Doctors Without Borders denounce the use of chemical weapons during the jihadist attack on a village in the province of Aleppo. Four people of a same family hospitalized with respiratory problems and burns. Another "chemical" attack on Marea. President Assad confident of Russian and Iranian support.

Damascus (AsiaNews / Agencies) - The Islamic State (IS) may have used chemical weapons during an attack, on 21 August, on a town in northern Syria according to international NGO Medecins Sans Frontieres (MSF).  The group says its doctors treated four people from the same family who had difficulty breathing and who were covered in blisters or pustules, after a mortar struck their home in Marea. At the same time, the Syrian American Medical Society presented a report which speaks of 50 patients treated for symptoms related to exposure to chemicals.

According to sources close to the Syrian rebels, active in the area, these mortars - containing chemical material - were launched from a village in the east, long in the hands of the Islamic State. The group's spokesman Shami Front reported that at least half of the 50 mortar shells and artillery struck Marea contained a sulfur based liquid.
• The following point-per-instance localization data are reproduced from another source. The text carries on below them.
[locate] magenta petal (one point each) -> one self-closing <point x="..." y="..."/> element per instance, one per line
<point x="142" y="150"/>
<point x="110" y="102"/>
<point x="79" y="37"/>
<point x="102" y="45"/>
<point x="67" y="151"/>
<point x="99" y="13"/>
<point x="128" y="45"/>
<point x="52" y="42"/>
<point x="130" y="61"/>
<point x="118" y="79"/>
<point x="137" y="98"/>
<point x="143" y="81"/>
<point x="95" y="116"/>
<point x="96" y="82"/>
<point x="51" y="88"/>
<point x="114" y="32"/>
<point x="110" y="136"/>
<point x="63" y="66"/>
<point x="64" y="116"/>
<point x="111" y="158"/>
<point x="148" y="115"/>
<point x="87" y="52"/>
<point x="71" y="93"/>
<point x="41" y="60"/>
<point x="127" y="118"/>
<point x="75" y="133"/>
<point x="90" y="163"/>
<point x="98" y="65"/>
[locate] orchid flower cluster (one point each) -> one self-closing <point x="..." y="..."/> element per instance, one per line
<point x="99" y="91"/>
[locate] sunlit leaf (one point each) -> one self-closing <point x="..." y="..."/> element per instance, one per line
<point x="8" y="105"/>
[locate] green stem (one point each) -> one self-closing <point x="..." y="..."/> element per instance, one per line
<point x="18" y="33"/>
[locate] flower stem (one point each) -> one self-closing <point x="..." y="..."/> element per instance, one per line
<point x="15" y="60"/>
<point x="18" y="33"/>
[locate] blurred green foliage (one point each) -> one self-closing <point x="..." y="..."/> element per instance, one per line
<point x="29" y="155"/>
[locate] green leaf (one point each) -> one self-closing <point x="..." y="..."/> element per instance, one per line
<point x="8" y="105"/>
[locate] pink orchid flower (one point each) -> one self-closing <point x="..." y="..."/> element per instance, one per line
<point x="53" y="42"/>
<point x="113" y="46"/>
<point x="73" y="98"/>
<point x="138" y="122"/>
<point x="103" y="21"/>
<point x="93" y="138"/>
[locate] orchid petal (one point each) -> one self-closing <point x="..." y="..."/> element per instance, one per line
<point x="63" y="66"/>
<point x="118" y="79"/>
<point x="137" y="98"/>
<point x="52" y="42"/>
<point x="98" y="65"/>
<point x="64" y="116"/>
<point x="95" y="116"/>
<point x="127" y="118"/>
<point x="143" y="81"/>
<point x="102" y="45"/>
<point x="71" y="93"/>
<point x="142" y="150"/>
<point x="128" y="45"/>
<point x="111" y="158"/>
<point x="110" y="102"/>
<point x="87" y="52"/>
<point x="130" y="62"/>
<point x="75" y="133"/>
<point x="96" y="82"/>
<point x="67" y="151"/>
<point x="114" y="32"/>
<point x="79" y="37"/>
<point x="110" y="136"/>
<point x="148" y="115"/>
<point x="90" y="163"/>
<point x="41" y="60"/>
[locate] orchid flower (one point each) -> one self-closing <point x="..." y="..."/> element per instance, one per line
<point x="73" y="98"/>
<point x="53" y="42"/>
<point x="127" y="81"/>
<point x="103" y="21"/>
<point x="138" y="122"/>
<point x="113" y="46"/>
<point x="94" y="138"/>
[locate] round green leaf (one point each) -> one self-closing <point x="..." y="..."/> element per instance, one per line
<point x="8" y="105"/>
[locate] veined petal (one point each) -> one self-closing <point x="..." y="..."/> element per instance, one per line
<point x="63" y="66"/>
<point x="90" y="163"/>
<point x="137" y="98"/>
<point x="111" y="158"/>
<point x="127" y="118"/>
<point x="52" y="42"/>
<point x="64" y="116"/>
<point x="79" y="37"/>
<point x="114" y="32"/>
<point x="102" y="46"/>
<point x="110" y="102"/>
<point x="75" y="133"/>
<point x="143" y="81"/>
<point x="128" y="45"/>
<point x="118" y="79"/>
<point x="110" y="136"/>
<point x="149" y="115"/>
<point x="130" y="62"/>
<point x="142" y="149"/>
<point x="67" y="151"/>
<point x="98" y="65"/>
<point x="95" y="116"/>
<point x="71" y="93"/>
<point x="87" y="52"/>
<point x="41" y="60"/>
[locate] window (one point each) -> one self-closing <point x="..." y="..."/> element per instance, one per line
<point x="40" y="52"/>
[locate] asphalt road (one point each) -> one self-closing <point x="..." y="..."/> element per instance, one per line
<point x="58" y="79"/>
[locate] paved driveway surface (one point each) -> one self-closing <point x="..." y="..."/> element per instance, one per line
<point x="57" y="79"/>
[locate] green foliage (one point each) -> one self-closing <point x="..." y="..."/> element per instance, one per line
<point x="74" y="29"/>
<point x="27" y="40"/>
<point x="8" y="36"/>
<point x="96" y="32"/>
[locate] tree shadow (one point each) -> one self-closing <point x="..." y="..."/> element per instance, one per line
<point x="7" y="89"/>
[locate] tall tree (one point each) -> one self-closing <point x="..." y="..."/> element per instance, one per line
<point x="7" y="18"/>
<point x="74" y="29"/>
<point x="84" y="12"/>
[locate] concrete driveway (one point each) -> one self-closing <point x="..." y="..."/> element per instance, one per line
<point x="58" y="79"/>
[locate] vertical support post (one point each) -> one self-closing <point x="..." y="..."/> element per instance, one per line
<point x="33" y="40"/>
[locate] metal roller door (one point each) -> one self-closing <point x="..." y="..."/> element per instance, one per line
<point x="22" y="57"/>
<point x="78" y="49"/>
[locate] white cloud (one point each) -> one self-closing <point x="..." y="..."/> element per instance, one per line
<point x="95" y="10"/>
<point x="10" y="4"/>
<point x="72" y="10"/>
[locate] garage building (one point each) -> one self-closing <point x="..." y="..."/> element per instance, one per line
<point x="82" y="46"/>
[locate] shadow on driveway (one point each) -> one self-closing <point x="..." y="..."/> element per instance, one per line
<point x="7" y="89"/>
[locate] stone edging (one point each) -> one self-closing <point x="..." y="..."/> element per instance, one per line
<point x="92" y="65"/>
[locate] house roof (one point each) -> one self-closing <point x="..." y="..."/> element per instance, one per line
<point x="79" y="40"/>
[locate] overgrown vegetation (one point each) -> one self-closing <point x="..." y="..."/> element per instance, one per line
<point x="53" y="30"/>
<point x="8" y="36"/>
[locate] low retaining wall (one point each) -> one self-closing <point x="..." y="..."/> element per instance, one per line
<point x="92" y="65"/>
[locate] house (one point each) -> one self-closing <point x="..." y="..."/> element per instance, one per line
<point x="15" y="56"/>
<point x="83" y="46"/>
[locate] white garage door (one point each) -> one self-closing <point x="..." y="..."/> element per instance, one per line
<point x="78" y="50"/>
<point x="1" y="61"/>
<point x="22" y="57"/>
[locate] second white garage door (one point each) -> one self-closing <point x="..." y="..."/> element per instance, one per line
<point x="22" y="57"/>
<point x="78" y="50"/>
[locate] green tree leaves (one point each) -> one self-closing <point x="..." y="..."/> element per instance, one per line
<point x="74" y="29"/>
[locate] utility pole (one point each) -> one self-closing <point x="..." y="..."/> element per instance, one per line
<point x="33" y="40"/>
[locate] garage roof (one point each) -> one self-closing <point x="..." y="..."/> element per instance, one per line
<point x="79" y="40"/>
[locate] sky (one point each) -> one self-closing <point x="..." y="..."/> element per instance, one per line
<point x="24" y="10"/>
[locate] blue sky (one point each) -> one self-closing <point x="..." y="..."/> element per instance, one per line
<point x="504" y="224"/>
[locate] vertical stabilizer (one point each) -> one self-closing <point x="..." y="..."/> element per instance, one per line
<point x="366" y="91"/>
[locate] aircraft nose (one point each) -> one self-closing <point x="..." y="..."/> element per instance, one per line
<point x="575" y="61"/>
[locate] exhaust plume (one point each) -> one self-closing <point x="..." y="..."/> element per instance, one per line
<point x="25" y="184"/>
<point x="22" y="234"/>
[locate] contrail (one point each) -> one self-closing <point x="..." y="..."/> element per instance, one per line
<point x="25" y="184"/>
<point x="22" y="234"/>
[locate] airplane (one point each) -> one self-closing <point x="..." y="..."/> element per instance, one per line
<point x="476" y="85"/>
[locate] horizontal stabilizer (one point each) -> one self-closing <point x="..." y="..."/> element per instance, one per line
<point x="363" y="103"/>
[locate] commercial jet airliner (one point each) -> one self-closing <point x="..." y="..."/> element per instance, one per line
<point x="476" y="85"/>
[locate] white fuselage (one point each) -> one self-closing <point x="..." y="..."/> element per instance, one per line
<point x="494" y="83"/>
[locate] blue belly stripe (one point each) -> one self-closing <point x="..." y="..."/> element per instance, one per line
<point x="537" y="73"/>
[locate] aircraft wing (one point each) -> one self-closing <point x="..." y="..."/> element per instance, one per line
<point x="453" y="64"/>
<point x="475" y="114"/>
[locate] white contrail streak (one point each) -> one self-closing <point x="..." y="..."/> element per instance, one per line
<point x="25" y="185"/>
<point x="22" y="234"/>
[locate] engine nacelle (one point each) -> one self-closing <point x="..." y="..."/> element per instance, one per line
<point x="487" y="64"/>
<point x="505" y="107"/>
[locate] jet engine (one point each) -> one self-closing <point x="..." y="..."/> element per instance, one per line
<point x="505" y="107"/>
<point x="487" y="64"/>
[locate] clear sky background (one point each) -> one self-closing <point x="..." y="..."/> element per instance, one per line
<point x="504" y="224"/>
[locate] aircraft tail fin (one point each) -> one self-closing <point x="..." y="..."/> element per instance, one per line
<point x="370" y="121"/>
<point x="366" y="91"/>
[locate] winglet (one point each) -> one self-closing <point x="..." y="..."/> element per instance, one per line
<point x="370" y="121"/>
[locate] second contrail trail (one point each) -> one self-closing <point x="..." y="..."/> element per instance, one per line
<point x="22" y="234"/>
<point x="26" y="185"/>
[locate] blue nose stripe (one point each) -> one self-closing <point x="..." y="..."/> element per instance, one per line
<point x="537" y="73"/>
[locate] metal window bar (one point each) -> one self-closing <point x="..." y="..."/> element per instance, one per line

It is a highly irritating substance and known as "mustard gas", which at room temperature is in a liquid form but once used in an explosion can cause serious damage to skin, eyes, the respiratory system and internal organs.

In denouncing the attack in a village in the northern province of Aleppo, MSF says that following the explosion, four people from the same family (parents and two daughters aged three and five) were hospitalized for respiratory problems, red eyes, conjunctivitis and irritated skin. After three hours, blisters began to form on their skin and their respiratory problems worsened.

"We have no laboratory evidence to confirm the cause of these symptoms," said Pablo Marco, MSF's programme manager in Syria. "However, the patients' clinical symptoms, the way these symptoms changed over time, and the patients' testimony about the circumstances of the poisoning all point to exposure to a chemical agent "

In previous years, the government army loyal to President Bashar al-Assad has been accused of using chemical weapons against rebel factions, in the context of a conflict that has devastated the country and left more than 250 thousand victims. So far, any attempts at mediation by the United Nations has proven useless.  In September a new diplomatic initiative led by the UN Special Envoy Staffan de Mistura should start.

Meanwhile, President Assad said he was confident he still had the support of two key allies, Russia and Iran, who will never abandon "their friends". Interviewed by the Lebanese TV station Al-Manar, owned by Hezbollah, the Syrian leader said that there is big news in sight. He added that a solution is possible, provided that the international powers to stop supporting "terrorism", a term he uses to describe both the opposition and the jihadi groups.